Il Papa “utilizza un linguaggio sereno, cordiale, diretto in sintonia con lo stile manifestato in questi mesi di pontificato”, ha sottolineato l’arcivescovo Claudio Maria Celli.

Un invito alla Chiesa a recuperare una visione profetica e positiva della realtà, senza distogliere lo sguardo dalle difficoltà”. Così monsignor Rino Fisichella, presidente del Pontificio Consiglio per la promozione della nuova evangelizzazione, ha presenta l’esortazione apostolica di papa Francesco, sottolineando che “il Papa infonde coraggio e provoca a guardare avanti, nonostante il momento di crisi”. I sette punti raccolti in cinque capitoli e divisi in 288 paragrafi della Evangelii gaudium costituiscono per monsignor Fisichella “le colonne fondanti della visione di papa Francesco per la nuova evangelizzazione”. Il Papa “si rivolge alle chiese particolari perchè, vivendo in prima persona le sfide e le opportunità proprie di ogni contesto culturale, siano in grado di proporre gli aspetti peculiari della nuova evangelizzazione nei loro Paesi” e allo stesso tempo “traccia un denominatore comune per permettere a tutta la Chiesa e a ogni singolo evangelizzatore di ritrovare una metodologia comune, per convincersi che l’impegno di evangelizzazione è sempre un cammino partecipato, condiviso e mai isolato”.

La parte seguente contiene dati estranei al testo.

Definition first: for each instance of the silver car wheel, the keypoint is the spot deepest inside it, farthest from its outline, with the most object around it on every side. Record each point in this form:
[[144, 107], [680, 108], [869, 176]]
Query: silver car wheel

Nella prospettiva della “Chiesa in uscita da sè verso il fratello” il Papa propone una pastorale in conversione a 360 gradi, partendo dalla parrocchia, dalle comunità di base, movimenti ed altre forme associative, dalle Chiese particolari, fino a pensare a una conversione del papato”. Lo ha sottolineato l’arcivescovo Lorenzo Baldisseri, segretario del Sinodo, presentando alla stampa l’Esortazione Evangelii gaudium. Per Baldisseri, “in analogia con le antiche Chiese patriarcali, il Santo Padre auspica che le Conferenze Episcopali possano sviluppare un contributo molteplice e fecondo perchè l’affetto collegiale trovi concrete applicazioni”.

Fonte Avvenire

 

Accoglienza e conversione, le “linee guide” del Papa

«Evangelii gaudium». Cioè «la gioia del Vangelo riempie il cuore e la vita intera di coloro che si incontrano con Gesù». È già tutto nelle prime righe il senso dell’Esortazione apostolica di Papa Francesco resa nota questa mattina. Un documento di ampio respiro, per certi versi “programmatico”, in cui Bergoglio sottolinea e approfondisce le linee guida di quest’inizio pontificato. Ecco allora «la trasformazione missionaria della Chiesa» che per un credente significa «uscire dalla propria comodità e avere il coraggio di raggiungere tutte le periferie che hanno bisogno della luce del Vangelo».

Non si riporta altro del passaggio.